La cottura al forno a temperatura moderata (150-180°C) rappresenta un’altra opzione, specialmente se il pesce viene avvolto in carta da forno o alluminio con erbe aromatiche e una piccola quantità di olio extravergine d’oliva. Questo metodo preserva l’umidità del pesce e limita la formazione di composti potenzialmente dannosi che possono svilupparsi con temperature troppo elevate.

La cottura in umido o in acqua pazza è ideale per mantenere morbido il pesce senza aggiungere grassi, utilizzando un brodo leggero aromatizzato con pomodorini, aglio, prezzemolo e vino bianco. Questo metodo è particolarmente adatto per pesci più consistenti come il pesce spada o il tonno.

La cottura alla griglia può essere salutare se eseguita correttamente, evitando la carbonizzazione superficiale che può generare composti dannosi.

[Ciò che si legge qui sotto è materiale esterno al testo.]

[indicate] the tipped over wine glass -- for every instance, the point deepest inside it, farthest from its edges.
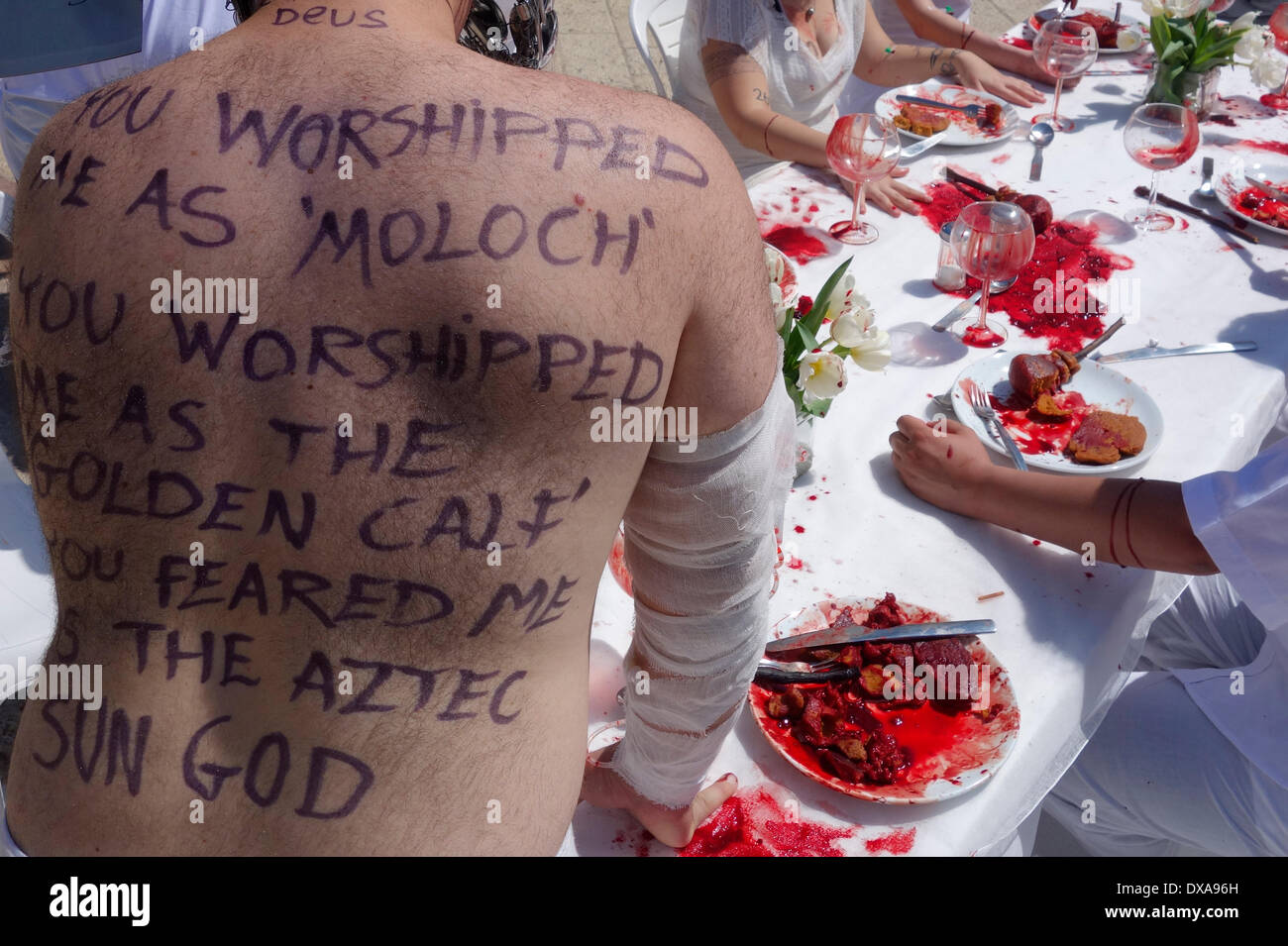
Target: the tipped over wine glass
(1159, 136)
(861, 149)
(993, 241)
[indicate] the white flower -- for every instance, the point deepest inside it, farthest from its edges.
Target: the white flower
(774, 264)
(780, 309)
(822, 374)
(1252, 43)
(1267, 69)
(872, 353)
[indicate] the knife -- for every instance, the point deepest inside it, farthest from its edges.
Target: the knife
(1209, 349)
(923, 145)
(857, 633)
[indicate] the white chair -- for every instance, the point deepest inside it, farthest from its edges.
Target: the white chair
(664, 18)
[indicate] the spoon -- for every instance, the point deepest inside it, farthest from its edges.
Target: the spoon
(1206, 188)
(1041, 134)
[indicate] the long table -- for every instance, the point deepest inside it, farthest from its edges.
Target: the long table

È consigliabile marinare il pesce prima della cottura con olio d’oliva, limone ed erbe aromatiche, e mantenere una distanza adeguata dalla fonte di calore per evitare temperature eccessive.

Metodi da limitare includono la frittura, che aumenta significativamente il contenuto calorico e può degradare gli acidi grassi benefici, e la cottura a temperature molto elevate per tempi prolungati. È inoltre preferibile evitare l’affumicatura intensiva, che può portare alla formazione di idrocarburi policiclici aromatici.

Per preservare al meglio gli omega-3, il pesce non dovrebbe essere cotto eccessivamente per limitare la degradazione degli acidi grassi omega-3. L’aggiunta di ingredienti antiossidanti come limone, aglio, curcuma, zenzero o erbe aromatiche durante la cottura può aiutare a proteggere ulteriormente gli acidi grassi sensibili dall’ossidazione.